Graduate Final Project


Anyone can choose to complete the final project. Students enrolled in Stat C200C or CS C200A, the graduate version of the course, are required to complete the final project. For students enrolled in Stat C100, the final project is optional but allows for an alternate grading option. See the grading page for details. This final project is additional to the required course projects released during the semester.

Due Date: Your final project will be due during RRR week. The exact deadline is TBD – updates will be posted on Piazza as they become available.

Checkpoint: You must fill out this form describing your project by 11:59pm Friday, November 22nd ( login required). Only one person per partner group needs to fill out the form. As mentioned below, if doing Option 1, you will also need to meet with a professor or GSI in order to have your project idea approved before submitting this form.

Project Report:

Option 1 (Design a Project): Your project submission should be a single notebook that has the format of a research paper. It should include a title, list authors, abstract, introduction, description of data, description of methods, summary of results, and discussion. The notebook should also includes all code and visualizations. Make sure to number figures and tables and include informative captions.

Option 2 (Image Classification): Your project submission should be according to the guidelines of the specification below.

Partners: You must partner with one other classmate to complete the project. If you choose Option 1 and would like to have a team of 3 or 4, speak with a GSI or instructor about your justification for a larger team during your project proposal meeting with them.

Presentations: The Data 100/200 Project Fair will be held sometime during RRR week. Presenting your project is required for both options. If you can’t make the fair time, we will provide the opportunity to present your project at an alternate time.

Scoring: Your project will be scored based on the submitted report. If you present your project, the person who will score your project will also attend your presentation for additional context.

Project Choices

There are two options for the final project: pick your own question and data set or follow the recommendations we have provided.

Option 1: Design a Project

The purpose of this project is to carry through a data science workflow and put into practice what you have learned in this course in a more open-ended setting than the assignments. Specifically, the project should involve the following steps.

  1. Frame a question of your choice that can be addressed by identifying, collecting, and analyzing relevant data.
  2. Describe and obtain the data.
  3. Perform exploratory data analysis (EDA) and include in your report at least two (but probably many more) data visualizations.
  4. Describe any data cleaning or transformations that you perform and why they are motivated by your EDA.
  5. Apply relevant inference or prediction methods (e.g., linear regression, logistic regression, or classification and regression trees), including, if appropriate, feature engineering and regularization. Use cross-validation or test data as appropriate for model selection and evaluation. Make sure to carefully describe the methods you are using and why they are appropriate for the question to be answered.
  6. Summarize and interpret your results (including visualization).
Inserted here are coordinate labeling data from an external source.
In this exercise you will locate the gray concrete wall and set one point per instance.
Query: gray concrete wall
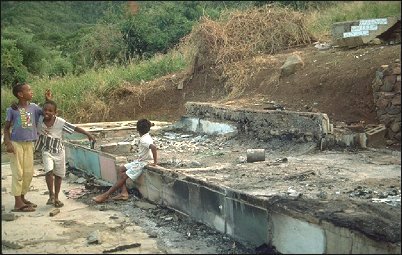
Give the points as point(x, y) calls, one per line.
point(252, 220)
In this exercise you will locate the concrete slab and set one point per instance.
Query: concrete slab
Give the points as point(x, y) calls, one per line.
point(66, 233)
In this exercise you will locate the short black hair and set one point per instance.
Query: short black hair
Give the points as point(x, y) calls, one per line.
point(18, 88)
point(51, 102)
point(143, 126)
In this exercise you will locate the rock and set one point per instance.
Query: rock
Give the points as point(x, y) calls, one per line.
point(81, 180)
point(8, 216)
point(72, 177)
point(291, 65)
point(11, 245)
point(376, 41)
point(54, 212)
point(395, 127)
point(94, 237)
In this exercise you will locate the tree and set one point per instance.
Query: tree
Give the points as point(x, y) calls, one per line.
point(12, 68)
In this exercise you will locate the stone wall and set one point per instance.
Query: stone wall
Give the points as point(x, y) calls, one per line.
point(387, 99)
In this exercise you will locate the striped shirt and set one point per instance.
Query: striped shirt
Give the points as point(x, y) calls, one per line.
point(50, 138)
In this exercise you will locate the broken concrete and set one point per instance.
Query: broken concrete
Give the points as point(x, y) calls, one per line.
point(305, 191)
point(360, 32)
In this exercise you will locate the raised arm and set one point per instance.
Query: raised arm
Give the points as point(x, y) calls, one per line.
point(154, 154)
point(82, 131)
point(7, 137)
point(48, 95)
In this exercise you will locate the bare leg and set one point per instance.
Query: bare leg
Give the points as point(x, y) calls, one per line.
point(18, 202)
point(57, 186)
point(49, 182)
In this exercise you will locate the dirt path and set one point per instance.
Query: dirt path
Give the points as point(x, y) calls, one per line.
point(67, 232)
point(159, 230)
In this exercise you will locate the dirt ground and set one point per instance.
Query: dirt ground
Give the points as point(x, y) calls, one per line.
point(336, 82)
point(346, 181)
point(112, 225)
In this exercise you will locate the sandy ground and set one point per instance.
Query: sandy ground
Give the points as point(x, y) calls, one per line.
point(158, 229)
point(66, 232)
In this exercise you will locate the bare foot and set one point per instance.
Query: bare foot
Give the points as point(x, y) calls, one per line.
point(100, 199)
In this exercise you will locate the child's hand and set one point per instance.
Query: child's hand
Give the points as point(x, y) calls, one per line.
point(14, 106)
point(48, 95)
point(10, 148)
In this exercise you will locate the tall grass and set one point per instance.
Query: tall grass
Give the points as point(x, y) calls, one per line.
point(71, 92)
point(319, 21)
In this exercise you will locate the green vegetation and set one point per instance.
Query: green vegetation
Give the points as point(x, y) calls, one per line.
point(85, 50)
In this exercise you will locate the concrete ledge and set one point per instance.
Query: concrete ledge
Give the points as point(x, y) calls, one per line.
point(291, 225)
point(264, 124)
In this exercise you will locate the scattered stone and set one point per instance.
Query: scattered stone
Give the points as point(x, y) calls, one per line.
point(81, 180)
point(94, 237)
point(11, 245)
point(54, 212)
point(72, 177)
point(291, 64)
point(144, 205)
point(123, 247)
point(8, 216)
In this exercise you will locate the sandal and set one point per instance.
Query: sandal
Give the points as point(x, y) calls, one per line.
point(30, 204)
point(25, 208)
point(58, 204)
point(50, 201)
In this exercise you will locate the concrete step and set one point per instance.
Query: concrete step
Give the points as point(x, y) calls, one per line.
point(355, 33)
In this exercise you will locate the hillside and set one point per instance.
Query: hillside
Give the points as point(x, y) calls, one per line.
point(336, 82)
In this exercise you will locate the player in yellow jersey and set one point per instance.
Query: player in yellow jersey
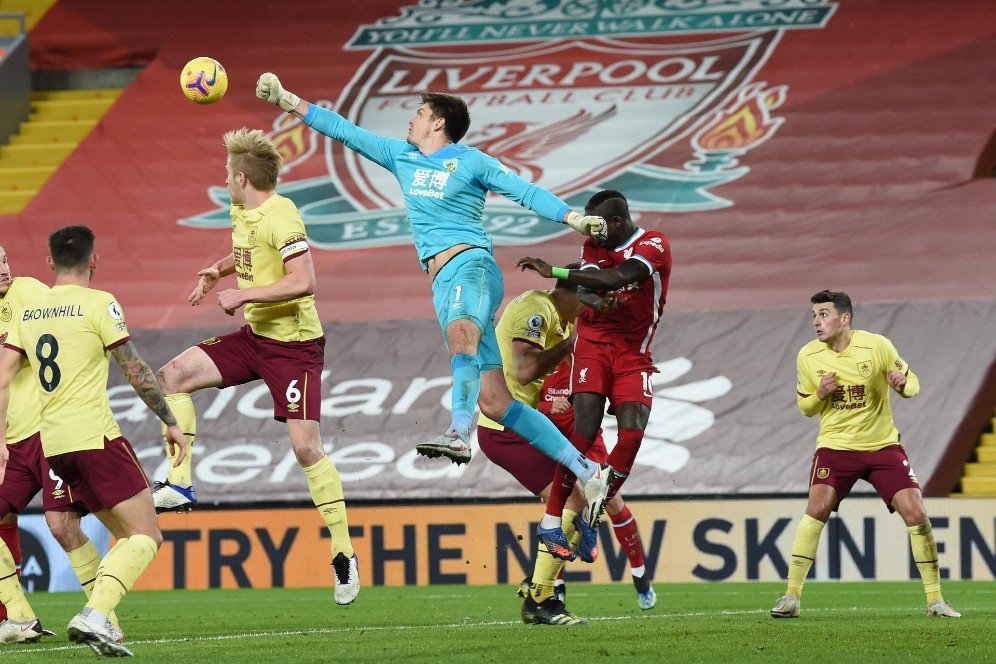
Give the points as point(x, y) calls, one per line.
point(28, 472)
point(845, 377)
point(67, 335)
point(535, 334)
point(283, 344)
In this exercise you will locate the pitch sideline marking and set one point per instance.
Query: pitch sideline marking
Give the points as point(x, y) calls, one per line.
point(405, 628)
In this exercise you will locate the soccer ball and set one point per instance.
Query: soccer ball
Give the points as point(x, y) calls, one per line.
point(204, 80)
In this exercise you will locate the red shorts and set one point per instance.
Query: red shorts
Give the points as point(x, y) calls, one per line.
point(620, 372)
point(291, 369)
point(887, 469)
point(530, 467)
point(28, 472)
point(102, 478)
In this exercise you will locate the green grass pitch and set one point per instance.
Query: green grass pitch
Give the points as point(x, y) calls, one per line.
point(729, 622)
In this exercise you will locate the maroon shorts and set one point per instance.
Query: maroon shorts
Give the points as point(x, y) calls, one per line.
point(621, 373)
point(102, 478)
point(887, 469)
point(530, 467)
point(291, 369)
point(28, 472)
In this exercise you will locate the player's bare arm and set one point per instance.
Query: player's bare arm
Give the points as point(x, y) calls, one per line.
point(299, 281)
point(208, 278)
point(532, 362)
point(631, 271)
point(10, 364)
point(144, 381)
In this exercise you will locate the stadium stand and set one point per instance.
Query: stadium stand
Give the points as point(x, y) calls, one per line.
point(850, 154)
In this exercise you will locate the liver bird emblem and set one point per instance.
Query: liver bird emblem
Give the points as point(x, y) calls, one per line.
point(520, 145)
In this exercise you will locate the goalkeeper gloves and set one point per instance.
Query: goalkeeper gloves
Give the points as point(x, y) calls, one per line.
point(268, 87)
point(593, 227)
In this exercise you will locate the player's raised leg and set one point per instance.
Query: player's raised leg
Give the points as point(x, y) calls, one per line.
point(190, 371)
point(463, 337)
point(326, 492)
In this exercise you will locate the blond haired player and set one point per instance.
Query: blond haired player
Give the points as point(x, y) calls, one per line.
point(67, 334)
point(845, 376)
point(283, 343)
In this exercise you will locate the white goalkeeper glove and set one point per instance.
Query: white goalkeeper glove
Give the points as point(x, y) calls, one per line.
point(268, 87)
point(593, 227)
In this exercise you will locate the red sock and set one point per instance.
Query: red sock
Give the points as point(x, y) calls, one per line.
point(580, 442)
point(10, 536)
point(628, 536)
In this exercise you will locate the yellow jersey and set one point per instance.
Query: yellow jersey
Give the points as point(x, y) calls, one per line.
point(532, 317)
point(23, 414)
point(263, 239)
point(67, 334)
point(858, 415)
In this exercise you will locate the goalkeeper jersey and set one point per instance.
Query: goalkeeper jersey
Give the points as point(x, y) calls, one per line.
point(858, 415)
point(444, 192)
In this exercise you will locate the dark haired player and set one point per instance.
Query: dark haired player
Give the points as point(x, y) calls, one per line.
point(612, 360)
point(845, 376)
point(444, 185)
point(67, 334)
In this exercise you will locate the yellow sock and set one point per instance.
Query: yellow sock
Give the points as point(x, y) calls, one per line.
point(183, 408)
point(573, 536)
point(925, 556)
point(326, 492)
point(545, 574)
point(807, 539)
point(86, 564)
point(11, 593)
point(119, 570)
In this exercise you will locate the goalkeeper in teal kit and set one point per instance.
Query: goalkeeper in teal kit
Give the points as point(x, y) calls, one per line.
point(444, 186)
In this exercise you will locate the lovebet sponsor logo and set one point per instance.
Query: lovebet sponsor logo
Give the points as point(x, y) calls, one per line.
point(574, 95)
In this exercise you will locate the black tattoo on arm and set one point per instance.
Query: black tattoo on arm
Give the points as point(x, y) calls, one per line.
point(143, 380)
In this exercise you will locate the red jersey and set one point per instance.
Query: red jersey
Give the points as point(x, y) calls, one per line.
point(640, 303)
point(558, 386)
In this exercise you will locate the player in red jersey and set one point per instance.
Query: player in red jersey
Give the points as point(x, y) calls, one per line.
point(612, 359)
point(554, 403)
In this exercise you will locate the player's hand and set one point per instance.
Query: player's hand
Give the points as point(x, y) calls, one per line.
point(559, 405)
point(268, 87)
point(897, 380)
point(209, 277)
point(176, 444)
point(538, 264)
point(827, 385)
point(230, 300)
point(593, 227)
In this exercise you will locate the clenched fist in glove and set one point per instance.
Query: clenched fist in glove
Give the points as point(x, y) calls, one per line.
point(593, 227)
point(268, 87)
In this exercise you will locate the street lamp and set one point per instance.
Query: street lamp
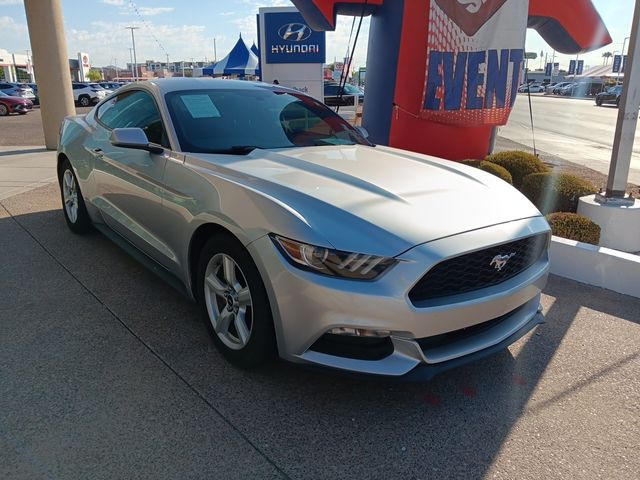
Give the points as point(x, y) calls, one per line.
point(135, 59)
point(131, 60)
Provide an evaluation of your approach and discuss any limitations of the methods you used.
  7. Describe any surprising discoveries that you made and future work.

In order to ensure that you have applied the course materials in sufficient scope, we impose the following two additional requirements.

  • The analysis should involve at least one of the inference or prediction methods presented in this course.
  • The dataset should have at least six distinct variables (i.e., columns) and a sample size (i.e., rows) of 50 or more. Much larger datasets are encouraged. Smaller datasets must be approved by the instructors via e-mail.

In order to do Option 1, you must have your project proposal approved by a professor or GSI (that’s able to approve proposals). You must do this in person, and before the November 22nd deadline of submitting the checkpoint form.

Option 2: Image Classification

Download this ZIP archive and read the specification to complete the pre-defined final project about image classification.